Because self-attention is capable of learning long-term relationships in sequential data, I was wondering if there was an intuitive way in PyTorch to substitute attention mechanisms in place of recurrent networks. Suppose I devise a task in which a RNN must predict the future value of a time-series input (e.g., a 5 Hz sinusoid).
torch.manual_seed(0)
class Temp(torch.nn.Module):
def __init__(self, hidden_size):
super().__init__()
self.layer1 = torch.nn.GRU(1, hidden_size, 2, batch_first=True)
self.layer2 = torch.nn.Linear(hidden_size, 1)
self.tanh = torch.nn.Tanh()
def forward(self, x):
x = self.layer1(x)[0]
x = self.tanh(self.layer2(x))
return x
net = Temp(4).cuda()
n_pred = 1 # learn to predict one timestep forward
x = torch.sin(torch.linspace(0, 2*np.pi*5, 200+n_pred)) # make a sine wave
y = x[n_pred:].unsqueeze(0).unsqueeze(-1).cuda() # target, shape=(B, L, 1)
x = x[:-n_pred].unsqueeze(0).unsqueeze(-1).cuda() # source, shape=(B, L, 1)

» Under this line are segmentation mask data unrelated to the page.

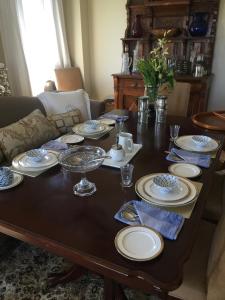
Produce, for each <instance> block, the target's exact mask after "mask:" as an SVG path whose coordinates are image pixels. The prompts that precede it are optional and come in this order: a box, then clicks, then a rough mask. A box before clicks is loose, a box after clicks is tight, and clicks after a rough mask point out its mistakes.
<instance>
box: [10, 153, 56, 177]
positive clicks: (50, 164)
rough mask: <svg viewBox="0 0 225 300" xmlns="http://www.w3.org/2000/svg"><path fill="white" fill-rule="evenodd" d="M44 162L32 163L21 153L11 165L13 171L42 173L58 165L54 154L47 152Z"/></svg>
mask: <svg viewBox="0 0 225 300" xmlns="http://www.w3.org/2000/svg"><path fill="white" fill-rule="evenodd" d="M46 157H47V158H46V160H45V161H44V162H42V161H41V162H38V163H37V162H36V163H35V162H32V163H30V160H29V159H27V156H26V153H21V154H19V155H17V156H16V157H15V158H14V159H13V161H12V165H13V167H14V168H15V169H18V170H20V171H31V172H32V171H42V170H46V169H48V168H51V167H53V166H55V165H57V164H58V158H57V156H56V154H55V153H53V152H51V151H49V150H48V154H47V155H46Z"/></svg>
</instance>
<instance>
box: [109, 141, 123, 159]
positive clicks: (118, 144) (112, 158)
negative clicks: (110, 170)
mask: <svg viewBox="0 0 225 300" xmlns="http://www.w3.org/2000/svg"><path fill="white" fill-rule="evenodd" d="M109 153H110V156H111V158H112V160H114V161H121V160H123V159H124V157H125V151H124V149H123V148H122V146H121V145H119V144H118V145H113V146H112V148H111V149H110V151H109Z"/></svg>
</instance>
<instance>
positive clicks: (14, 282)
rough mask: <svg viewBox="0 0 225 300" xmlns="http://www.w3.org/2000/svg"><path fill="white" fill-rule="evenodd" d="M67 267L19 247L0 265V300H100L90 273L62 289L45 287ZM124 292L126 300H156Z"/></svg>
mask: <svg viewBox="0 0 225 300" xmlns="http://www.w3.org/2000/svg"><path fill="white" fill-rule="evenodd" d="M69 266H70V264H69V263H68V262H66V261H65V260H64V259H63V258H62V257H58V256H55V255H53V254H51V253H49V252H47V251H44V250H42V249H40V248H37V247H33V246H30V245H28V244H26V243H21V244H20V245H19V246H18V247H17V248H16V249H14V250H13V252H12V253H10V254H9V255H8V256H7V257H5V258H4V259H3V260H2V261H1V262H0V300H103V298H104V297H103V286H104V283H103V280H102V278H101V277H100V276H98V275H95V274H91V273H88V274H86V275H84V276H82V277H81V278H80V279H79V280H76V281H74V282H71V283H68V284H65V285H57V286H56V287H54V288H48V287H47V286H46V282H47V277H48V274H49V273H55V272H62V271H64V270H65V268H68V267H69ZM124 291H125V294H126V296H127V298H128V299H129V300H157V299H159V298H157V297H154V296H150V295H146V294H142V293H139V292H137V291H134V290H131V289H127V288H126V289H124Z"/></svg>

criterion = torch.nn.MSELoss()
optimizer = torch.optim.Adam(net.parameters(), lr=1e-2)
n_iterations = 300
loss_vals = []
for _ in range(n_iterations):
y_hat = net(x)
loss = criterion(y_hat, y)
loss_vals.append(loss.item())
optimizer.zero_grad()
loss.backward()
optimizer.step()
# net is now fully trained (loss reaches about 0.002)

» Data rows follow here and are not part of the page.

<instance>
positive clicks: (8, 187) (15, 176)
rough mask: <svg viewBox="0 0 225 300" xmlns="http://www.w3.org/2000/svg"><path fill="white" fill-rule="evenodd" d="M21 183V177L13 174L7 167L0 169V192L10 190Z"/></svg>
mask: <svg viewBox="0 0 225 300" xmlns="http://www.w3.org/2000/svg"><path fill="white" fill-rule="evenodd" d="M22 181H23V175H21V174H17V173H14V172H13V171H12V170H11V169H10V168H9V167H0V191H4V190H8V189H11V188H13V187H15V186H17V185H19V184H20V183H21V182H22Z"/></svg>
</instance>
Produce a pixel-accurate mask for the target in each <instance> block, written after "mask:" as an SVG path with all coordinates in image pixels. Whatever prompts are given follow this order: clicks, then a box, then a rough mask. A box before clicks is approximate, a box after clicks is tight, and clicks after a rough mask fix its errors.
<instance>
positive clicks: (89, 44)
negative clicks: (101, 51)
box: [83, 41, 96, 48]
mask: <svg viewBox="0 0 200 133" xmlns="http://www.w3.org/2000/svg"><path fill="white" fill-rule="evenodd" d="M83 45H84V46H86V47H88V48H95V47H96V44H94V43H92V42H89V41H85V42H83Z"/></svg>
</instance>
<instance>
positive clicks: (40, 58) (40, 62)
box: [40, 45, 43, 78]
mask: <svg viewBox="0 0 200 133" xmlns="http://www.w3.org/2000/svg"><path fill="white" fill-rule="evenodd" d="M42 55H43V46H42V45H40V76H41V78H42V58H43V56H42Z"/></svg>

For the working snippet above, and in particular, by modifying the Temp model, how would one leverage nn.MultiheadAttention
or nn.Transformer
to accomplish the same task?
With this problem, the “input dimension” is simply 1 (a floating point y value on the sine wave), so I’m a bit confused how this input size can be split evenly over N heads in the case of multi-head attention; both nn.MultiheadAttention
and nn.Transformer
require the input dimension to be divisible by the number of heads. Also, when using an RNN, I can arbitrarily specify a latent dimension size of 4, but I’m not sure how that can also be done with nn.MultiheadAttention
or nn.Transformer
. Changing the values of “vdim” and “kdim” doesn’t make sense since usually people apply attention where the Query=Key=Value=the_input_sequence, so therefore “vdim” and “kdim” must also be 1.
All the examples I’ve seen on online blogs relate to neural translation, so the input sequence is made up of word embeddings; in this case, I want to understand how attention can be applied directly with real-valued time-series data. Here I set the sequence length to about 200 values, but once I get a working attention-based model, I want to try smaller or larger sequences (e.g., as low as 60 but maybe up to 300, let’s say).